Ce qui nous fascine, c’est l’évolution de Tom : scientifique et rationnel, il bascule vers une transformation spirituelle. Son accomplissement est l’acceptation de la mort. Donc, pensez à cette mobilité intérieure de votre personnage.
Izzi est le personnage qui crée le plus de tension avec Tom. Son point de vue est la contradiction de celui de Tom : elle accepte la mort. Et elle provoque Tom sur l’inévitabilité de la mort. D’abord d’un amour profond, leur relation se tend à mesure que Tom essaie de vaincre la mort alors qu’il n’y a pas de remède.

Une stratégie

The LighthouseL’écriture d’un récit est une stratégie. Elle se compose de nœuds et ils ne sont pas nombreux juste ce qu’il faut pour rendre mobile l’intrigue. Ce mouvement interne au récit est ce qui nous maintient dedans. Sans ces nœuds, nous serions prompts à nous en libérer. Où doivent-ils être placés ? Dans les moments de tension lorsque les enjeux sont au cœur de la scène : la scène existe seulement pour montrer qu’il y a tellement à perdre ; alors s’ensuit une décision.
Nous pouvons distinguer trois nœuds majeurs dans The Lighthouse (2019) de Robert Eggers. Le tout premier est l’arrivée des personnages sur l’île. Vous pouvez voir que les deux personnages évoluent chacun de leur côté mais c’est surtout leur relation qui est mise en avant dans ce premier nœud. On devine sans peine qu’entre ces deux-là le conflit sera puissant mais les enjeux nous sont aussi soulignés : survivre dans un environnement hostile et ne pas succomber à la folie dans cet extrême isolement.
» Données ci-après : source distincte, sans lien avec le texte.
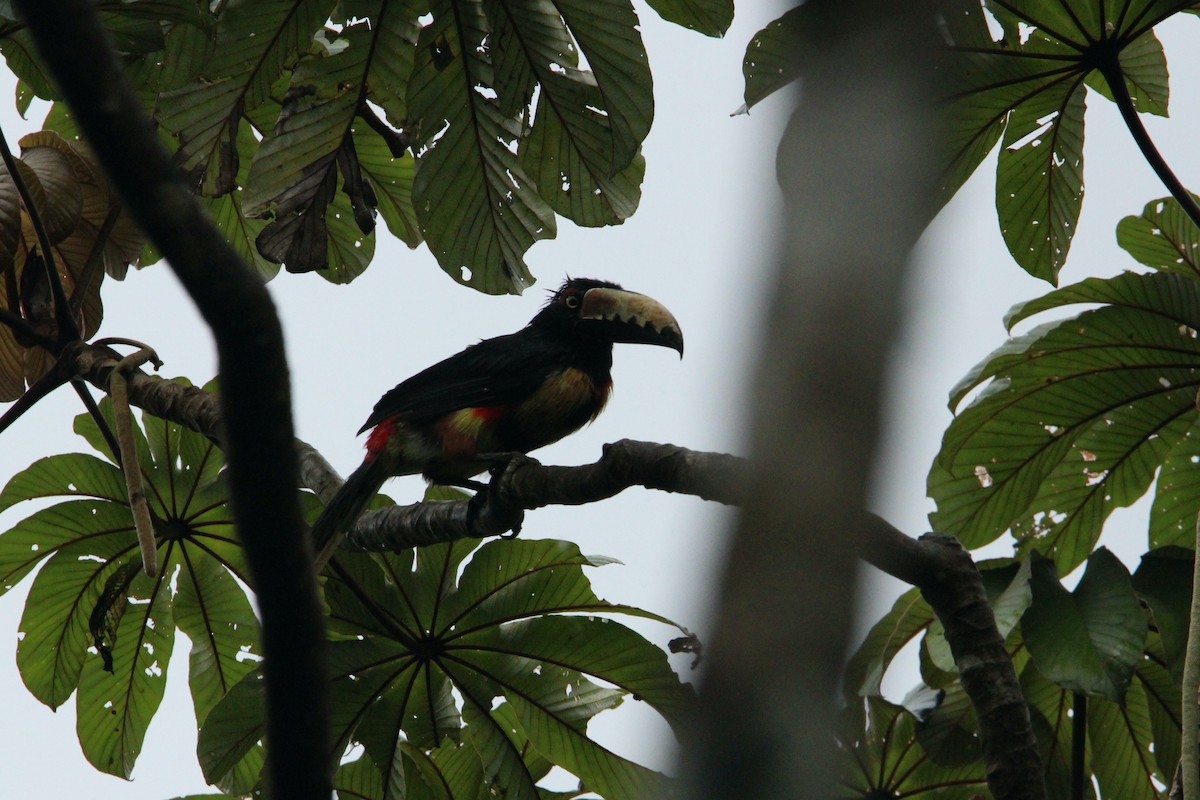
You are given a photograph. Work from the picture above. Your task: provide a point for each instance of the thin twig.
(124, 416)
(89, 403)
(1110, 68)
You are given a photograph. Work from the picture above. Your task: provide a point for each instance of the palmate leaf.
(1029, 86)
(1163, 582)
(479, 210)
(1163, 238)
(1077, 419)
(882, 759)
(1120, 737)
(910, 617)
(295, 172)
(90, 590)
(255, 41)
(414, 632)
(72, 200)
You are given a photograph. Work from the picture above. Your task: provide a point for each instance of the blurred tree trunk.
(853, 166)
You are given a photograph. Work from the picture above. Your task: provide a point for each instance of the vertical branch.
(255, 391)
(855, 167)
(1189, 713)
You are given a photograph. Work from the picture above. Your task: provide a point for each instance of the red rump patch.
(379, 437)
(490, 413)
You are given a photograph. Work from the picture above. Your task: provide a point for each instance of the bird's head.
(604, 311)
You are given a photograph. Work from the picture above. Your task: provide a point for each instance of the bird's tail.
(349, 501)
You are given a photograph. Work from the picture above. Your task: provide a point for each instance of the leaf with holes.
(1027, 86)
(773, 55)
(418, 633)
(1074, 420)
(708, 17)
(478, 208)
(1163, 238)
(94, 621)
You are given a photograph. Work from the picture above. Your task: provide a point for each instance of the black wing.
(495, 372)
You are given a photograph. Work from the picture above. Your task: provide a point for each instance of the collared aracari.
(509, 394)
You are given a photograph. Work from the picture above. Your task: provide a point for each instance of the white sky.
(701, 244)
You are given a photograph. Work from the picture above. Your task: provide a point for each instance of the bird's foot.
(491, 507)
(465, 483)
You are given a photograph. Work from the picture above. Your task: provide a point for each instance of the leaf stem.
(89, 403)
(1110, 68)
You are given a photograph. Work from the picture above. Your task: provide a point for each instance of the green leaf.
(609, 35)
(1144, 66)
(909, 617)
(502, 764)
(1120, 737)
(1163, 581)
(1077, 420)
(232, 729)
(294, 175)
(1164, 703)
(1090, 639)
(55, 625)
(349, 250)
(1039, 180)
(393, 180)
(87, 626)
(228, 211)
(1051, 717)
(1163, 238)
(598, 647)
(359, 779)
(114, 708)
(551, 733)
(948, 732)
(425, 630)
(774, 54)
(255, 43)
(216, 615)
(708, 17)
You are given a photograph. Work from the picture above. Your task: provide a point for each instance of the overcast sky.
(701, 244)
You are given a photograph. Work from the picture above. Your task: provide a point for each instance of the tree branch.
(939, 565)
(255, 394)
(951, 583)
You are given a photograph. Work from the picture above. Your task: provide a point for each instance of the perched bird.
(510, 394)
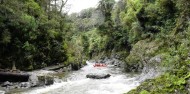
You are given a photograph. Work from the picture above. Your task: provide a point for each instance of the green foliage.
(29, 37)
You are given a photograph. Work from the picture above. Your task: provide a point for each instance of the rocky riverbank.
(19, 80)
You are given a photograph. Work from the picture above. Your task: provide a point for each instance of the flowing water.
(77, 83)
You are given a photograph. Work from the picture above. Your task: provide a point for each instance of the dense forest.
(38, 33)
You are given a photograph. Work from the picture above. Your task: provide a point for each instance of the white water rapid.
(77, 83)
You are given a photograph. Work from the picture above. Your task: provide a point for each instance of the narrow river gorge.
(76, 82)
Un nœud dramatique n’a nullement besoin d’être un événement soudain. Il a une durée. Celle-ci permet au nœud de révéler un arc de l’intrigue. Il se présente comme un dilemme ou une situation difficile et les personnages doivent faire des choix ou bien ils sont jetés dans des circonstances mais il n’y a pas de conciliation immédiate. Un arc narratif commence. C’est un lent cheminement vers une décision, il ne saurait être qu’un instant.
Alors qu’un retournement est une bifurcation que suit le récit, le nœud se comporte davantage comme une charnière qui permet la mobilité de l’intrigue. Il permet d’augmenter les enjeux, de lancer des intrigues secondaires qui s’appuient sur ce nœud pour exister ou encore il sera une information nouvelle qui change la perspective.
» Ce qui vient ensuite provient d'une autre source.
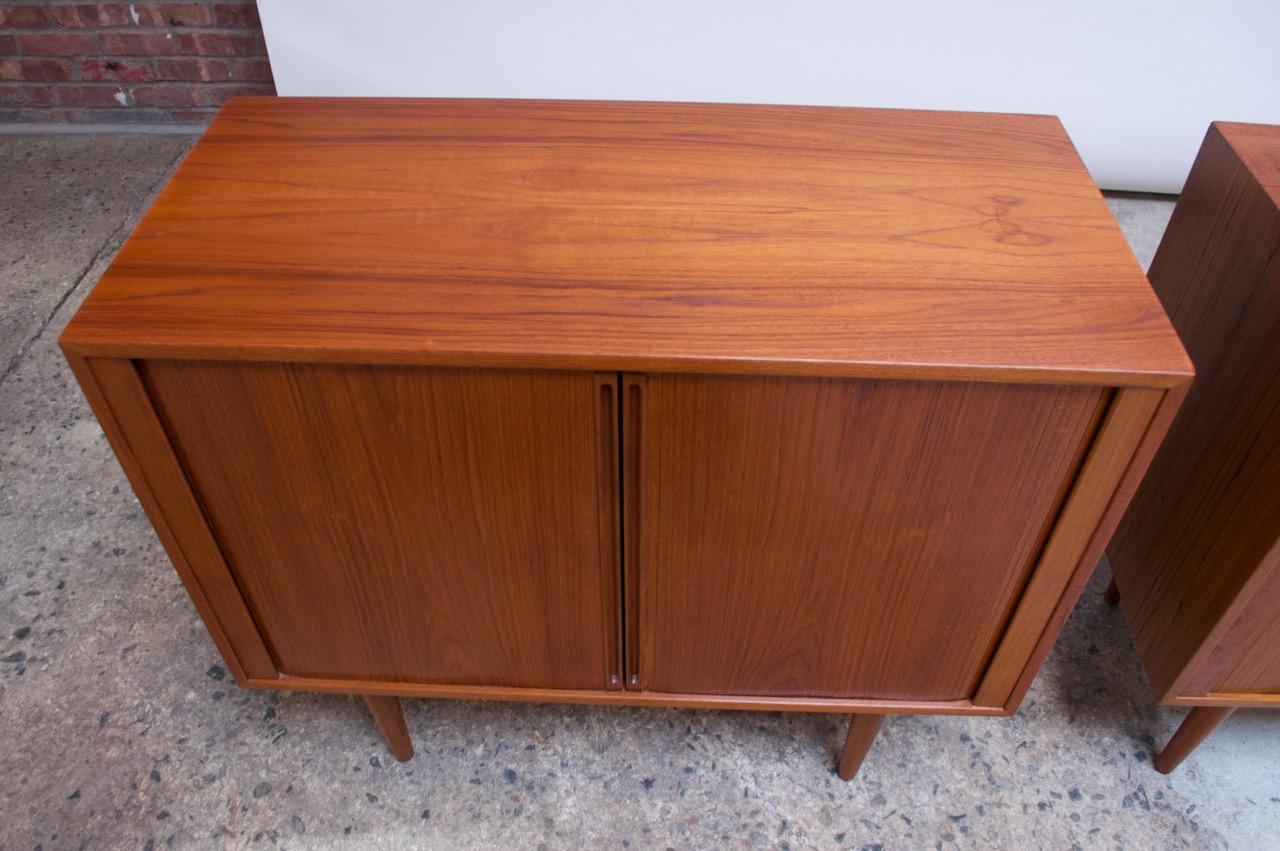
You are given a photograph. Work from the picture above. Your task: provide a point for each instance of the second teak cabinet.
(676, 405)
Ainsi dans The Lighthouse, la relation entre les deux hommes est un nœud en elle-même. L’instabilité s’installe lentement par les suspicions, la violence ou les délires. Ce nœud est un point de non-retour : la tempête est un carcan qui retient prisonnier leurs propres démons.
La troisième nœud est le début de la folie et de l’ultime confrontation.

Le suspense comme promesse

Le lecteur/spectateur est avide d’incertitude, d’inattendu. Offrez-lui du mystère et il sera satisfait. Mais si le suspense est trop prolongé ou n’apporte pas une conclusion satisfaisante, il en sera frustré.